Naturalmente Grossman, vuoi per un motivo, vuoi per l’altro, ti lascia sempre con un groppo in gola. È la storia di due uomini, due “io narranti”: Dova’le cabarettista, bambino dalle strane abitudini che con la crescita non smentisce il suo modo di essere e Lazar, bambino chiuso e taciturno, poi diventato giudice della corte di cassazione ora in pensione. Dova’le contatta Lazar una sera e gli chiede di assistere ad un suo spettacolo di cabaret. Vuole sapere da lui, giudice di successo, che tipo di impressione dà al suo pubblico mentre si esibisce. Lazar vorrebbe rifiutare, la sua malinconia non gli permette di ridere volentieri, in questo non è molto cambiato. E inoltre non si ricorda molto di quella strana amicizia che aveva con Dova’le quando erano ragazzi.
Dova’le riesce a convincerlo e Lazar assisterà allo spettacolo più struggente della sua vita.
Grossman usa un’ironia macabra, a volte quasi grottesca. È inconsueto questo autore che nel suo romanzo ricorre alle barzellette per scavare nell’anima dei personaggi. Ma come riesce a creare empatia lui, in pochi ne sono capaci.
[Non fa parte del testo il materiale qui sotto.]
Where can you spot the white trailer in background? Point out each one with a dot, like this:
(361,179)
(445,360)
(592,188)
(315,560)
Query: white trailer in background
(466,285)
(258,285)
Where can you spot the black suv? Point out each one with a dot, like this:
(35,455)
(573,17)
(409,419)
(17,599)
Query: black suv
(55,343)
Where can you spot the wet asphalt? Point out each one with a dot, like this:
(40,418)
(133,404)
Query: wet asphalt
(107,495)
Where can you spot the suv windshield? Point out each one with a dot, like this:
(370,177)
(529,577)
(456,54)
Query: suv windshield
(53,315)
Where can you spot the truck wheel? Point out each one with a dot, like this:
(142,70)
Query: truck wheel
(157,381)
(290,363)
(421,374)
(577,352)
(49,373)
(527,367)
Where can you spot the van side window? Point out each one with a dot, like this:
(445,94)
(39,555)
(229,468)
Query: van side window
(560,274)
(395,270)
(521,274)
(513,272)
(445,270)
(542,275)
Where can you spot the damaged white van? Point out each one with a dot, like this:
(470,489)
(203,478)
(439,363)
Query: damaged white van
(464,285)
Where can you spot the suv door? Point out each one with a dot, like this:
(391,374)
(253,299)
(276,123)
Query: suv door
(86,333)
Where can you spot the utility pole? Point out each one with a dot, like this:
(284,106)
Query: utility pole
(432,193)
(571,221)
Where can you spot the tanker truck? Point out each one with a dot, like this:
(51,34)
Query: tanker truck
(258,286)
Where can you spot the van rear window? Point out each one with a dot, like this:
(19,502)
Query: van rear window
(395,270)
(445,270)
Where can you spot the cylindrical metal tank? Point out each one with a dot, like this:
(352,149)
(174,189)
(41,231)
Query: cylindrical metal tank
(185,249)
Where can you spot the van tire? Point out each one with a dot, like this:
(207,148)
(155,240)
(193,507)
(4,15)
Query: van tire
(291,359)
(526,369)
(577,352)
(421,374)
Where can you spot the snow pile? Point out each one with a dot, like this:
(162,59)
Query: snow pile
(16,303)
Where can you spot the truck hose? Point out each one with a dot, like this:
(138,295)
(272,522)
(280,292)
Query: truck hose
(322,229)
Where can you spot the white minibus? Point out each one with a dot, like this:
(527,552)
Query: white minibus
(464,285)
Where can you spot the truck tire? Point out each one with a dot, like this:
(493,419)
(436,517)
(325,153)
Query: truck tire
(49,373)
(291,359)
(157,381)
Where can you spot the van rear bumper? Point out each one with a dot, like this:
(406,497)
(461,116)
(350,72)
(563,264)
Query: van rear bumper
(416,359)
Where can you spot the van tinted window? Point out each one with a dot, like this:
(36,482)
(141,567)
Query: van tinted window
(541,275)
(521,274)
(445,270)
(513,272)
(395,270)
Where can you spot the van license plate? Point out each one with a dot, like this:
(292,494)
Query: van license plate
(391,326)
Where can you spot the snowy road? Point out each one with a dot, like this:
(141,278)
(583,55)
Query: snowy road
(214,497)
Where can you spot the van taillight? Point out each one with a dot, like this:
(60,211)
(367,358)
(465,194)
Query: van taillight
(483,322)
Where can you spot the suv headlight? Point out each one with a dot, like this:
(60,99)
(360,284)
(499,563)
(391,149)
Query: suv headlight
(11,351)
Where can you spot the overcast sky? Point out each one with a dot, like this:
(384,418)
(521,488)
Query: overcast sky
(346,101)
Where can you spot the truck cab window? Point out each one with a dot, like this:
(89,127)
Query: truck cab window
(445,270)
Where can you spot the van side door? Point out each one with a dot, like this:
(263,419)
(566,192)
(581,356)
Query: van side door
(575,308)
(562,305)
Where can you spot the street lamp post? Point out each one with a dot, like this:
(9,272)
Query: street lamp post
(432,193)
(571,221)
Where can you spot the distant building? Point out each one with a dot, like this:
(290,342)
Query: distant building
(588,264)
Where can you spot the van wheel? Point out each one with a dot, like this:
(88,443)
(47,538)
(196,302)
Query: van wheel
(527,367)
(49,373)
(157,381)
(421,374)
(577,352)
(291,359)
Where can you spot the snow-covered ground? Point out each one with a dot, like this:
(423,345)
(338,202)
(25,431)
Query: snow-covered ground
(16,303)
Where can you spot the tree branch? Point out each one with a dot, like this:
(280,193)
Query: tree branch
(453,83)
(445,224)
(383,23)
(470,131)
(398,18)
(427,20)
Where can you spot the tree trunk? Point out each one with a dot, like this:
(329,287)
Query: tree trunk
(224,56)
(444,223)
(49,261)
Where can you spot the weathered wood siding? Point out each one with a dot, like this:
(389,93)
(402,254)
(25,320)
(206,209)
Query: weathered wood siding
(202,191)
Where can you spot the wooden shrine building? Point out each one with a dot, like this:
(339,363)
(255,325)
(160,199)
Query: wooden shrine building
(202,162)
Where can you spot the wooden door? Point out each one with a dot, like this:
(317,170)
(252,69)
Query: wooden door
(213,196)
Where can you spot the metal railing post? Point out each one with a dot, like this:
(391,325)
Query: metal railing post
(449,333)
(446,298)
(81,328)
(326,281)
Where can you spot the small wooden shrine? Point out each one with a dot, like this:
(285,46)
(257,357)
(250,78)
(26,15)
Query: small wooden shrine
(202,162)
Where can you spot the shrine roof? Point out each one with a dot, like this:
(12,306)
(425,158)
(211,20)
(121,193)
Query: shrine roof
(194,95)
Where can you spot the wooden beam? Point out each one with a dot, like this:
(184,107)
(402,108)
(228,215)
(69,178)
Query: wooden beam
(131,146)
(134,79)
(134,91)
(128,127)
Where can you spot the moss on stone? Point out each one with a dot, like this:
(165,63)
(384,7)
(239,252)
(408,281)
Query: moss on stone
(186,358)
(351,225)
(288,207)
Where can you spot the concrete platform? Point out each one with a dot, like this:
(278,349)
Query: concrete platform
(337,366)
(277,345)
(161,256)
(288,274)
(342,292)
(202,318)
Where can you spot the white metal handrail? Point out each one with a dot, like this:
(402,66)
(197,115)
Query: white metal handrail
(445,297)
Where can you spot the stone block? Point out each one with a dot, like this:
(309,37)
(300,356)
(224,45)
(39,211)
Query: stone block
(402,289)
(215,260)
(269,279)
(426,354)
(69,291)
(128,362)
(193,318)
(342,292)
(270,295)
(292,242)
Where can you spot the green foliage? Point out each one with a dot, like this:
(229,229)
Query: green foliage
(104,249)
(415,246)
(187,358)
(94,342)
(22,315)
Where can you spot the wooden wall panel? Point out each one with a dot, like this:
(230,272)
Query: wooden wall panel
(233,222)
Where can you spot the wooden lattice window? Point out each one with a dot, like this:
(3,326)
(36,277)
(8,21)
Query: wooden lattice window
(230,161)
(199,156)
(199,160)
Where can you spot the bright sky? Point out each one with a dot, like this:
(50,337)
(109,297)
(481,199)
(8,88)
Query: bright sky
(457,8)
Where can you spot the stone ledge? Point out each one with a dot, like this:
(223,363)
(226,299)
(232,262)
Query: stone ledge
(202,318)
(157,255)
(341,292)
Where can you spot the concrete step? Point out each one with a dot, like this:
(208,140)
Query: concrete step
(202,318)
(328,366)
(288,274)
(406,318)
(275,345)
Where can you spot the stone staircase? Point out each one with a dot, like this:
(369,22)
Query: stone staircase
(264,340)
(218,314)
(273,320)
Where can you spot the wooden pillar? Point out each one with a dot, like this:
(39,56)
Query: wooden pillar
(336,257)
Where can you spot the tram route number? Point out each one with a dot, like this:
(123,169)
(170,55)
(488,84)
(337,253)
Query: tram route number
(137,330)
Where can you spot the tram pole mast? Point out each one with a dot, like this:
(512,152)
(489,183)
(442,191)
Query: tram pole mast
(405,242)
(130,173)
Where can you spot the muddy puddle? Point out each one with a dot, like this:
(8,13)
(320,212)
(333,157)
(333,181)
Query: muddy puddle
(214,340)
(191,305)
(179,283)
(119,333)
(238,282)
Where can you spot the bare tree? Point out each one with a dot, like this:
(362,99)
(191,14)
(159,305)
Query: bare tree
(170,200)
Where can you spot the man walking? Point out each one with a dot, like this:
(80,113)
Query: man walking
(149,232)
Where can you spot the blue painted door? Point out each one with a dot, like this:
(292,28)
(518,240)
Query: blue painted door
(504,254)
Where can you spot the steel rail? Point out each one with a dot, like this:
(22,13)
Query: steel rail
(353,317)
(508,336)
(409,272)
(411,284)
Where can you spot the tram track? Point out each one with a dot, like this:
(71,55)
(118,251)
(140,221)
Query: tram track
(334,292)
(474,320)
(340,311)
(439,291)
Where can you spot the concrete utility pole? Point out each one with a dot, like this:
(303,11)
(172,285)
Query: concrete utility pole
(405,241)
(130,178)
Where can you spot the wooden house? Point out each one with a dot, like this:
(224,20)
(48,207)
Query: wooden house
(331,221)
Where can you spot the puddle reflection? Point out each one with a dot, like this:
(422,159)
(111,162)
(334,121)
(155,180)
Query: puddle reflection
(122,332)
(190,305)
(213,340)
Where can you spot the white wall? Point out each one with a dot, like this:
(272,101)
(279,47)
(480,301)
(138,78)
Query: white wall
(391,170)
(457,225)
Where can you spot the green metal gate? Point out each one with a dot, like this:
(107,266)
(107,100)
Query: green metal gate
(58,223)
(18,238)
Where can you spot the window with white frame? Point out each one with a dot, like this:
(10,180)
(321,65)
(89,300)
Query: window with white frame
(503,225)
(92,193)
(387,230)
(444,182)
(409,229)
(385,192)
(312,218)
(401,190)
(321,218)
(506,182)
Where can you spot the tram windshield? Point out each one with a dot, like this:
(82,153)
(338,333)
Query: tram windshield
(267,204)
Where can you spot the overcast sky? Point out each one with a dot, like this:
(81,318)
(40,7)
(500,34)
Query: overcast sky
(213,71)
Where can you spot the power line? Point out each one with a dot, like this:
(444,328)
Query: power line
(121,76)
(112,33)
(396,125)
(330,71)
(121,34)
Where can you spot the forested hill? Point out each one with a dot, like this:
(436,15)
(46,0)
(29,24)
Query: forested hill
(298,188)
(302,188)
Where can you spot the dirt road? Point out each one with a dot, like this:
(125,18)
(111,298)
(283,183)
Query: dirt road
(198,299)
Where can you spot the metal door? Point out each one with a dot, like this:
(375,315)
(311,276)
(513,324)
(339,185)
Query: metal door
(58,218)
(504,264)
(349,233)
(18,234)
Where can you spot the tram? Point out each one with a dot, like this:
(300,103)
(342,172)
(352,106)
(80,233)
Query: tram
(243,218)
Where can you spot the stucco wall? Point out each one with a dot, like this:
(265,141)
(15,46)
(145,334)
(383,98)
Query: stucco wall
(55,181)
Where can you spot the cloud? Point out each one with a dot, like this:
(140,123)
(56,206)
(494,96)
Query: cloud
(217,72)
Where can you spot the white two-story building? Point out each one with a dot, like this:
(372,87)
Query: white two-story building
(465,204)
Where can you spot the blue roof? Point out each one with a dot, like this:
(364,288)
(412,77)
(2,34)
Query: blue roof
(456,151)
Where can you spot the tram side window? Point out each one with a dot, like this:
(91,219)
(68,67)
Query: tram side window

Il protagonista sei tu, lettore, non i suoi soggetti.
Lento ma bellissimo.

Simona P.

DESCRIZIONE

Il palcoscenico è deserto. Il grido echeggia da dietro le quinte. Il pubblico in sala a poco a poco si zittisce. Un uomo con gli occhiali, di bassa statura e di corporatura esile, piomba sul palco da una porta laterale. Signore e signori un bell’applauso per Dova’le G.! C’è qualcosa di strano nella serata. Tra le sedie c’è un intruso, trascinato fino a quella cittadina poco raccomandabile da una telefonata inattesa: è l’onorevole giudice Avishai Lazar, amico d’infanzia di Dova’le. Deve giudicare la vita intera di quello che, lo ricorda solo ora, era un ragazzino macilento e incredibilmente vivace, con l’abitudine stramba di camminare sulle mani. Dova’le sul palco si mette a nudo, e imprigiona la sala nella terribile tentazione di sbirciare nell’inferno di qualcun altro. Nella storia di un bambino che camminava a testa in giù e da quella posizione riusciva ad affrontare il mondo. Un ragazzino che al campeggio paramilitare viene raggiunto dalla notizia della morte di un genitore e deve partire per arrivare in tempo al funerale. Ma chi è morto? Nessuno ha avuto il coraggio di dirglielo, o forse lui non ha compreso. Il giovane Dova’le ha un viaggio intero nel deserto per torturarsi con l’angoscia di un calcolo oscuro che gli avvelena la testa. Mio padre o mia madre? Ora eccolo, quel ragazzino, ancora impigliato nell’estremo tentativo di venire a capo di quella giornata lontana, ancora incapace di camminare dritto. Ci sono due personaggi: l’attore narratore e il ragazzino che rivive nel racconto, ma il vero personaggio è quest’ultimo che appare in piena luce ed è meraviglioso: ribelle ,scanzonato, intelligente, ma soprattutto profondamente buono, legato ai suoi genitori da infinito amore: un ragazzino che ti entra dentro e che non si dimenticherà facilmente.